UCAV visionaries see these issues not as deal breakers but as challenges for the next few years. One of Francis´s goals is to create software that allows a group of UCAVs to intelligently, collectively attack a target or a threat-but never twice in the same way. In action, the UCAVs would rarely operate alone but as a wolfpack of four or more aircraft, collaborating to locate targets. Only one airplane in the group would use its radar at any time, making their signals very hard to track. The aircraft would defend one another with jamming and weapons. Winship suggests that one of the airplanes would carry a battery of air-to-air missiles and engage any fighter as soon as it got off the ground. (There may well be more than one type of UCAV. Winship sees everything from a 20-ton Naval version, the size of the X-47B, to a RoboBomber as big as a B-2 bomber, capable of flying 100-hour missions. To save money, they´d use common weapons, computers and radar.)

Ultimately, the answer to the UCAV-versus-fighter debate is that we don´t know the answer yet-partly because the promise of the UCAV technology has yet to be realized, and partly because it´s impossible to know how internal Air Force politics will play out. The same Rumsfeld memo that cut back the Raptor program also threw a major glitch into the UCAV: It will be taken from DARPA and given to the Air Force, where many suspect that the ruling elite of fighter pilots will throttle it, or at least suppress it until the Air Force has secured its fleet of F-35s and Raptors. “The fighter mafia that runs the Air Force has made several runs at the program to kill it,” says our unidentified source, who is close to the UCAV project.

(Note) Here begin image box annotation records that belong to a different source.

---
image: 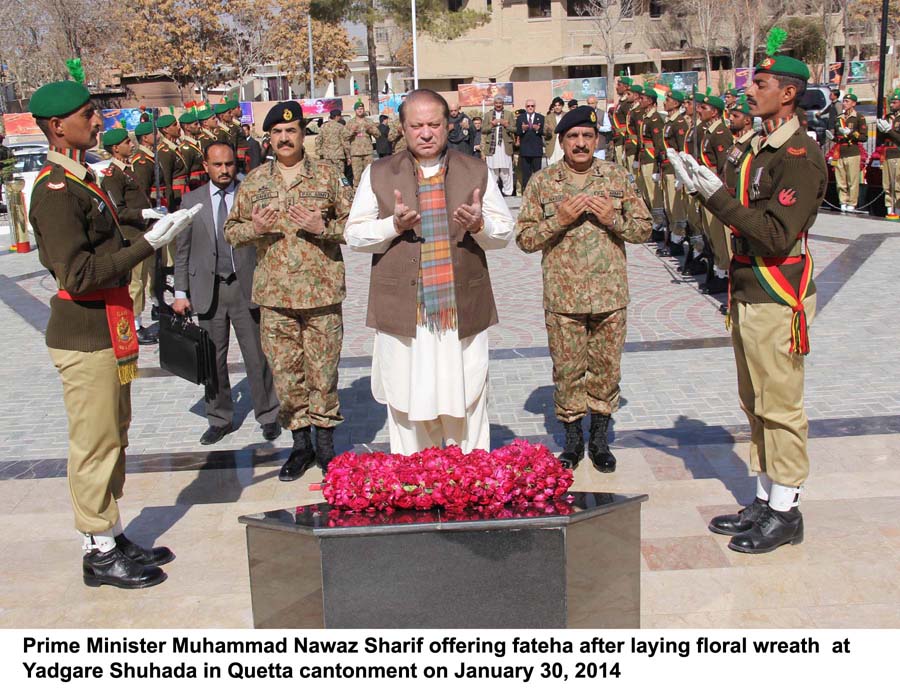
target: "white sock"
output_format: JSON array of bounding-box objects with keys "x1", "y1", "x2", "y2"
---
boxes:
[
  {"x1": 756, "y1": 473, "x2": 772, "y2": 502},
  {"x1": 769, "y1": 482, "x2": 800, "y2": 512}
]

Air Force leaders state in public that they support the UCAV, but in a form that doesn´t directly threaten the fighter. Says Jumper: “People ask me all the time, ´Do you guys feel your job is threatened?´ No. Because the things this is going to do are going to be things you can´t do in a conventional airplane.” Jumper and former Air Force Secretary James Roche raised the idea of a “flying Coke machine” UCAV that would orbit high above the battlefield with a variety of bombs and release them on command from ground observers.

Backers of autonomous combat aircraft are, for the time being, willing to position the unmanned aircraft as a long-range, heavy-payload complement to a fighter, rather than an alternative-but privately they don´t expect to hold that position forever. “We don´t want to get in a fight with anybody,” our source says. “But when we get flying, someone will say: ´For crying out loud, this does 90 percent of the mission at half the cost.”